Мне показалось, что в голосе моего собеседника прозвучала насмешка.

Но скорее всего мне просто почудилось.

— Скажите, Александр Владимирович, — неожиданно решилась я задать волнующий меня вопрос, — а эта женщина, медсестра, которую недавно жестоко убили… кого-то подозревают в убийстве? Наверное, это сделал маньяк, да?

Он не стал спрашивать, откуда мне это известно, наверное, и так догадался и, слава богу, не сказал, что это не мое дело.

— Маньяк, какой смысл вы вкладываете в это определение?

— Маньяк, серийный убийца, так обычно говорят. Это человек, который совершает убийство ради самого убийства, не преследуя при этом никакой выгоды. Потому, что не может не убивать, или потому, что убийство доставляет ему удовольствие. — Я вспомнила, что читала или смотрела на эту тему.

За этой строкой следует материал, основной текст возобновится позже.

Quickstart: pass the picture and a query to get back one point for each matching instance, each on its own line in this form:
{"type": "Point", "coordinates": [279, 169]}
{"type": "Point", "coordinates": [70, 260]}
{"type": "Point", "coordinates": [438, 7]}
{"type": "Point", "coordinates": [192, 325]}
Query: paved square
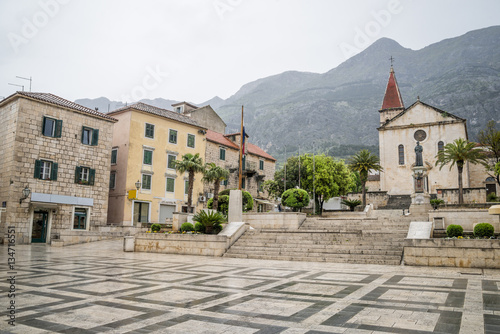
{"type": "Point", "coordinates": [97, 288]}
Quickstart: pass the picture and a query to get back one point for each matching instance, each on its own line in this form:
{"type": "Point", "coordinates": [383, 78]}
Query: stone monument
{"type": "Point", "coordinates": [420, 198]}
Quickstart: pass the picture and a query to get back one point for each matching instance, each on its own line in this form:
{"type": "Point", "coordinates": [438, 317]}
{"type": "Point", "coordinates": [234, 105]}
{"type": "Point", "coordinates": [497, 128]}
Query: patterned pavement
{"type": "Point", "coordinates": [97, 288]}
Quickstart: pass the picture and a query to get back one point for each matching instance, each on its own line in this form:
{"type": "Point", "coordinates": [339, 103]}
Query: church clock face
{"type": "Point", "coordinates": [420, 135]}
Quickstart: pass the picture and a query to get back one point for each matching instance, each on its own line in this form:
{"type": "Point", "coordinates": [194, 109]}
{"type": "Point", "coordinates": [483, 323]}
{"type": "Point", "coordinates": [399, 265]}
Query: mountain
{"type": "Point", "coordinates": [337, 111]}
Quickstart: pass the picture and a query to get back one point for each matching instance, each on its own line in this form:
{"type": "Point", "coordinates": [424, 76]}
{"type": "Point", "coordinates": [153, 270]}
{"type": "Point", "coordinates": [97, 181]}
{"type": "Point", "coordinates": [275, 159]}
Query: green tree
{"type": "Point", "coordinates": [191, 164]}
{"type": "Point", "coordinates": [363, 162]}
{"type": "Point", "coordinates": [490, 139]}
{"type": "Point", "coordinates": [215, 174]}
{"type": "Point", "coordinates": [459, 152]}
{"type": "Point", "coordinates": [326, 178]}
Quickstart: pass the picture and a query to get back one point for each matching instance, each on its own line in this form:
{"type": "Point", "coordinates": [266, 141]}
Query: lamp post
{"type": "Point", "coordinates": [26, 192]}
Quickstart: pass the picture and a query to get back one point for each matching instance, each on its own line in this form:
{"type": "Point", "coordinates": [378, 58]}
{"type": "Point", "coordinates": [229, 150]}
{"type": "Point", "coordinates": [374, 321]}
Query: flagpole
{"type": "Point", "coordinates": [241, 152]}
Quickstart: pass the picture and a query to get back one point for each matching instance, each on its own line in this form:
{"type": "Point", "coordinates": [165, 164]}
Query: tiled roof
{"type": "Point", "coordinates": [54, 99]}
{"type": "Point", "coordinates": [392, 98]}
{"type": "Point", "coordinates": [160, 112]}
{"type": "Point", "coordinates": [220, 139]}
{"type": "Point", "coordinates": [254, 149]}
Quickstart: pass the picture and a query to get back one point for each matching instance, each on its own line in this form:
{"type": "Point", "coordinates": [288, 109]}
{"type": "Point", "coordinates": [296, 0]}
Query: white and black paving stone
{"type": "Point", "coordinates": [98, 288]}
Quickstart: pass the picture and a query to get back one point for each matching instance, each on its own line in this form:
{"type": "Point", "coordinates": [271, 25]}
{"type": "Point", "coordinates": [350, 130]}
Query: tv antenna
{"type": "Point", "coordinates": [30, 79]}
{"type": "Point", "coordinates": [17, 86]}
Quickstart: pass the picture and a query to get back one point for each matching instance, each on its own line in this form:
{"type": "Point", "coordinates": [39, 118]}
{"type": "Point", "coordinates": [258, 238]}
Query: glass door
{"type": "Point", "coordinates": [39, 231]}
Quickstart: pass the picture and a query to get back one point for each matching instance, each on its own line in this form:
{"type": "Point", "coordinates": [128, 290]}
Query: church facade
{"type": "Point", "coordinates": [401, 128]}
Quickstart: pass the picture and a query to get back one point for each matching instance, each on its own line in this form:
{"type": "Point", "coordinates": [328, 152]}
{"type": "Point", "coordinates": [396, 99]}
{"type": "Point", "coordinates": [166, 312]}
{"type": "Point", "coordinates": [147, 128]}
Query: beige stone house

— Или потому, что его влечет смерть, он очарован ей, очарованный смертью… Или боится ее, и этот страх движет им, заставляет лишать жизни других.

— Снова страх?

— Да, как и везде. Но не только страх.

— А что еще? Почему человек убивает? Что заставляет его это делать?

— Человека никто не может заставить что-то делать, если он сам этого не захочет. В любом случае, у него всегда есть выбор. А что касается убитой женщины, то пока рано что-либо говорить. Ее нашли в овраге, недалеко от церкви. Сильно изуродованной. Кто это сделал, пока неизвестно.

— Но вы все же не исключаете версию, что это был маньяк, да?

Он молчал так долго, что я решила — он не хочет отвечать.

Но неожиданно он сказал:

— Возможно, он сам себя таковым не считает.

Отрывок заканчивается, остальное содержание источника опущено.